Once you have an understanding of how caching works you have to determine how to implement it for your website. There are roughly three questions you have to answer to get to a proper implementation plan :

  1. What to cache?
  2. How long to cache?
  3. How to force an update to a cached item?

What to cache?

This question can actually be reversed. What not to cache? As browsers may cache any resource which does not explicitly return the cache-control : no-store header, you will first have to look for resources you really don't want to cache. Look specifically at Html pages as their content might be dynamically generated at the server. Their content might differ based on the user, time of day or geographic location of the user. You really don't want those to end up in a cache, so disable caching for these resources.

Next look for the resources which are requested most for your site.
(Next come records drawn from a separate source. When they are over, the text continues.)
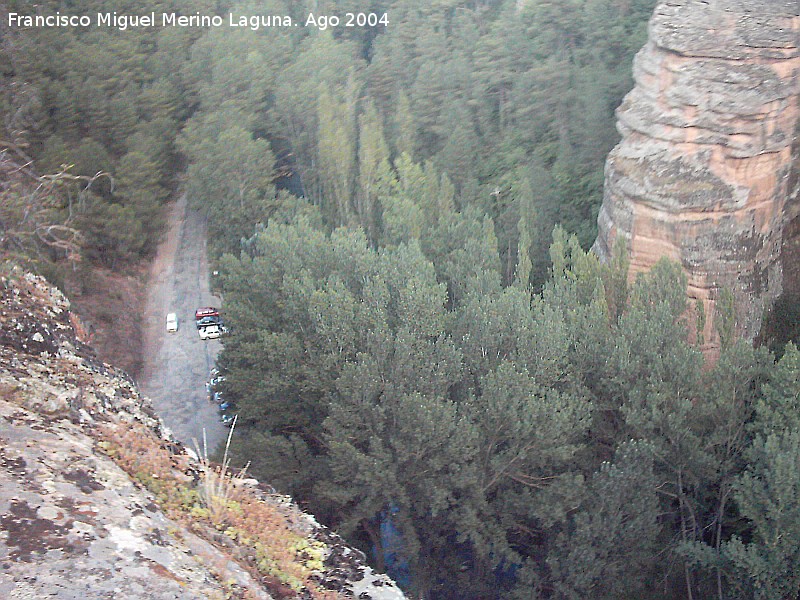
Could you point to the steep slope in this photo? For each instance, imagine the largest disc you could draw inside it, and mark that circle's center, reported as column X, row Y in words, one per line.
column 96, row 501
column 702, row 174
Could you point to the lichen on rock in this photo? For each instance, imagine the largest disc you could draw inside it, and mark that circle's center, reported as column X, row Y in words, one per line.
column 75, row 523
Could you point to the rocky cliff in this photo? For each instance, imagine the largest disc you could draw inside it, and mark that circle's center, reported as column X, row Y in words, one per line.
column 706, row 171
column 98, row 501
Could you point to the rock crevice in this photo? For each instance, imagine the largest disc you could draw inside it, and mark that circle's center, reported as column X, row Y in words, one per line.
column 703, row 173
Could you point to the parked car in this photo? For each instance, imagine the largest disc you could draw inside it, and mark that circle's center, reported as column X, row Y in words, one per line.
column 210, row 332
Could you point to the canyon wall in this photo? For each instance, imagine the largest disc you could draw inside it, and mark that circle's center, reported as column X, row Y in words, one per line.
column 98, row 500
column 706, row 171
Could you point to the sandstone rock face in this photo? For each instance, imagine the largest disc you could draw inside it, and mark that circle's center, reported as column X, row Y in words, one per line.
column 705, row 173
column 74, row 521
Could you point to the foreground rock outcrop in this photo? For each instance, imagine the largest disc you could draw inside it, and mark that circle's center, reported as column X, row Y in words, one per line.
column 706, row 171
column 97, row 500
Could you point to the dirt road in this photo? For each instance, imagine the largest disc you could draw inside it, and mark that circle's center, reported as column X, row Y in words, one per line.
column 176, row 365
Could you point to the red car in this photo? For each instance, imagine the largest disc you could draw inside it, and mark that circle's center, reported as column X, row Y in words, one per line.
column 206, row 311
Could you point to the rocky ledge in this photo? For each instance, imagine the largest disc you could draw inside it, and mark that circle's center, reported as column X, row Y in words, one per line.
column 705, row 173
column 98, row 501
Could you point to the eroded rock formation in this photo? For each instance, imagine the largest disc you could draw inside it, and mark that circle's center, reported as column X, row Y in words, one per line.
column 78, row 521
column 705, row 173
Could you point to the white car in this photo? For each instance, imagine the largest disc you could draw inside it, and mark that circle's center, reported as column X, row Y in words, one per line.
column 210, row 332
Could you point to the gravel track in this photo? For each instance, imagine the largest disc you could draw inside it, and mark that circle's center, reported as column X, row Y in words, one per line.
column 176, row 365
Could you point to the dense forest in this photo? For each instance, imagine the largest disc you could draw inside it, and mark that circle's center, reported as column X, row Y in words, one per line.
column 423, row 352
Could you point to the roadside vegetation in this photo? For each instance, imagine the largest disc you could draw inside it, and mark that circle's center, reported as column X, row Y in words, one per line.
column 423, row 351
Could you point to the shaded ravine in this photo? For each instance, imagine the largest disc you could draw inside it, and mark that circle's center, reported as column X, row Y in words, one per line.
column 176, row 365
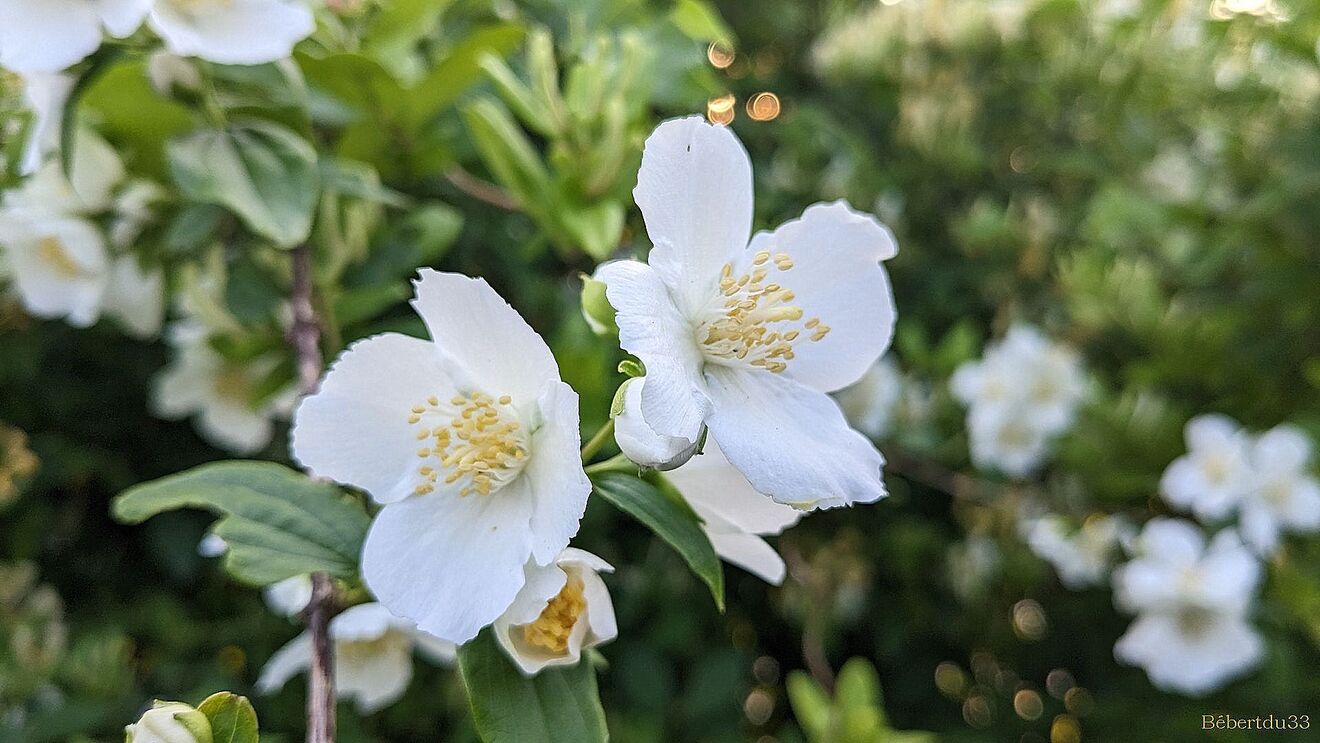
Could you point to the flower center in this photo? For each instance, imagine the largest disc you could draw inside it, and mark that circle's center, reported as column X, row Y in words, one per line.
column 53, row 252
column 757, row 321
column 555, row 624
column 474, row 438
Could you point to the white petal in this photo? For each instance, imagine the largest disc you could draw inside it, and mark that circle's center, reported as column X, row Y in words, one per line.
column 639, row 442
column 675, row 401
column 46, row 36
column 483, row 335
column 559, row 484
column 837, row 277
column 450, row 564
column 136, row 297
column 287, row 663
column 791, row 441
column 355, row 428
column 694, row 192
column 235, row 32
column 751, row 553
column 724, row 498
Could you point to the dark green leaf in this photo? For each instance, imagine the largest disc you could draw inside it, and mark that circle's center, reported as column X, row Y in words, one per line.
column 277, row 523
column 556, row 705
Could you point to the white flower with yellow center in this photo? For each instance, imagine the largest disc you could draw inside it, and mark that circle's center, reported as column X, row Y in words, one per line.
column 372, row 656
column 561, row 610
column 45, row 36
column 232, row 32
column 1191, row 634
column 749, row 339
column 1283, row 495
column 469, row 440
column 1215, row 474
column 734, row 515
column 217, row 392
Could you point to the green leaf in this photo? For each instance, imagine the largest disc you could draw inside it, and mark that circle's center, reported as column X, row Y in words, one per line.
column 277, row 523
column 557, row 704
column 232, row 718
column 672, row 520
column 260, row 170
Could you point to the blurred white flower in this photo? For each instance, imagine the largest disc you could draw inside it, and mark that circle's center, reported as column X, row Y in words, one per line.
column 232, row 32
column 1215, row 474
column 372, row 656
column 469, row 440
column 870, row 403
column 749, row 339
column 45, row 95
column 217, row 392
column 639, row 442
column 1081, row 557
column 46, row 36
column 561, row 610
column 288, row 597
column 1283, row 496
column 1191, row 634
column 1021, row 395
column 734, row 515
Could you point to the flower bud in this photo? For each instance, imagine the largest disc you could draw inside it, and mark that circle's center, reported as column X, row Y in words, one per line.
column 169, row 722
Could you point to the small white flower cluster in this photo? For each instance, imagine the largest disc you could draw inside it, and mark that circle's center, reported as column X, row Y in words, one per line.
column 1265, row 479
column 1021, row 395
column 45, row 36
column 64, row 263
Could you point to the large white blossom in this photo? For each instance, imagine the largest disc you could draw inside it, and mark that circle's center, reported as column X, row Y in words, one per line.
column 561, row 610
column 1083, row 556
column 372, row 656
column 469, row 440
column 217, row 392
column 1021, row 396
column 1215, row 474
column 734, row 515
column 749, row 338
column 232, row 32
column 1283, row 495
column 45, row 36
column 1192, row 599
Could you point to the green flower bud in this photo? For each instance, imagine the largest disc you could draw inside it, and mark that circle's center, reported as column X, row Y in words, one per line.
column 169, row 722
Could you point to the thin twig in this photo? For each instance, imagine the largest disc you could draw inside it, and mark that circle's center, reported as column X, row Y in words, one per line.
column 479, row 189
column 306, row 346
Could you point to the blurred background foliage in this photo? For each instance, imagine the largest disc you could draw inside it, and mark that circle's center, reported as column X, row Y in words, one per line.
column 1137, row 178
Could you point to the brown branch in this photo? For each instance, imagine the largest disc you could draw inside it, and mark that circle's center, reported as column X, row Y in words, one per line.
column 479, row 189
column 306, row 346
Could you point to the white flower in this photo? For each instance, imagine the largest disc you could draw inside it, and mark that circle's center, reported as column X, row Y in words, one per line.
column 639, row 442
column 561, row 610
column 1081, row 557
column 750, row 338
column 1283, row 494
column 288, row 597
column 169, row 722
column 1215, row 474
column 470, row 441
column 870, row 403
column 45, row 95
column 199, row 382
column 372, row 656
column 232, row 32
column 45, row 36
column 1192, row 634
column 735, row 516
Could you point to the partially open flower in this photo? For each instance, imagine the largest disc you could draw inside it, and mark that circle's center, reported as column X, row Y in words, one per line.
column 562, row 610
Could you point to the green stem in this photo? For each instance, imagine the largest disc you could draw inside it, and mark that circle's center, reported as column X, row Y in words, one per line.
column 598, row 441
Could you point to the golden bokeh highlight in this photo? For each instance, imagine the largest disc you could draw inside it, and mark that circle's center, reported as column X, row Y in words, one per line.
column 720, row 56
column 763, row 107
column 721, row 110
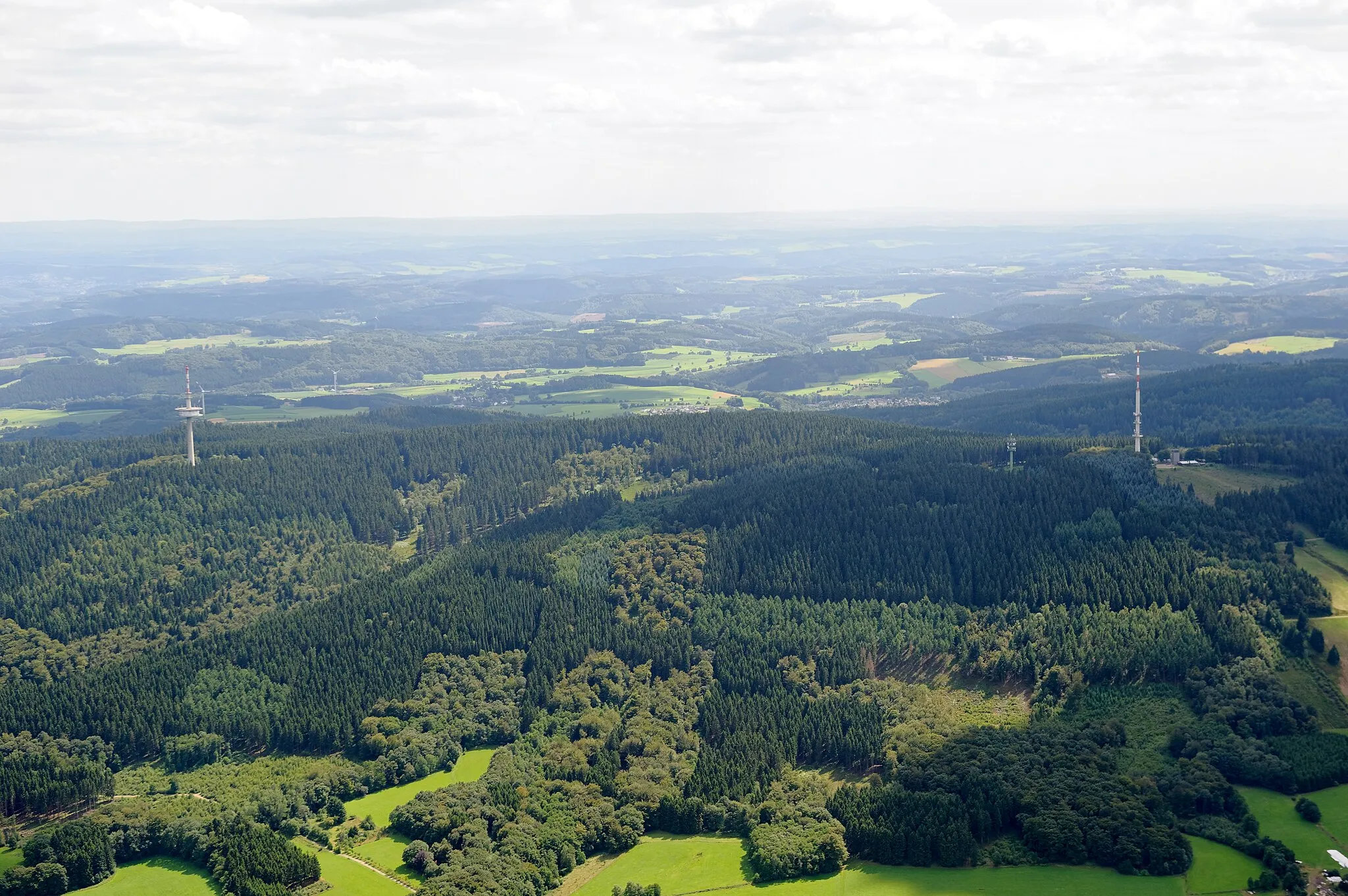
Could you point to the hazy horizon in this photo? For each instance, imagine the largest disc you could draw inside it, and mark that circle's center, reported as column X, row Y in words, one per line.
column 240, row 109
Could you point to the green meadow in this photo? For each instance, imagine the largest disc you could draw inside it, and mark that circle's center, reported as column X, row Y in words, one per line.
column 1212, row 480
column 348, row 878
column 1278, row 818
column 1218, row 868
column 15, row 418
column 1287, row 344
column 159, row 876
column 240, row 340
column 380, row 803
column 386, row 853
column 1188, row 278
column 684, row 864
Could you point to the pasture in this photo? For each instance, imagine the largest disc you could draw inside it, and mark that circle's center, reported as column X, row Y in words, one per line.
column 348, row 878
column 1218, row 868
column 18, row 418
column 162, row 876
column 285, row 414
column 239, row 340
column 685, row 864
column 1278, row 818
column 380, row 803
column 1287, row 344
column 1177, row 275
column 1211, row 480
column 386, row 853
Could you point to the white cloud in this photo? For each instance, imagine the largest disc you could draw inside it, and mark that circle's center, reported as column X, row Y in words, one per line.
column 199, row 27
column 483, row 107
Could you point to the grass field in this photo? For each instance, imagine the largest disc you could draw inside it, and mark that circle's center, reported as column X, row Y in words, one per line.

Many sites have a number of resources (like stylesheets) which are requested for almost every page.

And lastly, categorize the remaining resources of your site by type (Html, fonts, images, ...) and determine which would benefit from caching the most.

How long to cache?

This one is easy to answer : always aim at a max-age of about one year. Of course there are cases where this is not possible. If you have a resource which is sure to change every day or every release, it is useless to set a max-age higher than the change frequency of the resource. In very rare cases you will want to cache a dynamic resource for a very short time (hours of even minutes). This way you can remove some load from your servers while still maintain some of the dynamic behavior of the resource.

How to force an update to a cached item?

When you update some resource of your site and this resource is cached, any user who has a cached version of this resource will not receive your update until their cache expires. This can make releasing an update to your site very difficult. To overcome this issue the most common solution is to change the Url of the resource when you update the resource. The following examples give some hints on how to do this :

  1. Put the latest change date of the resource in the filename (like stylesheet20190102.css)
  2. Put the version number of the resource in the filename (like stylesheet-v2.34.css)
  3. Put the latest change date of the resource in GET parameters (like stylesheet.css?date=20190102)
  4. Put the version number of the resource in GET parameters (like stylesheet.css?v=2.34)

As a resource is cached based on it's Url, the new resource will be treated as a new cache item. Of course you will have to change the code of your site to use the new resource name.


A good implementation of Http caching can give your web application a serious performance boost. But an improper implementation can lead to serious problems when updating your site and can even introduce security risks when content meant for a single user is cached and exposed to other users. Knowing how caching works and how to tweak it can make your web application faster, more secure and even prevent sites from becoming unavailable under high loads.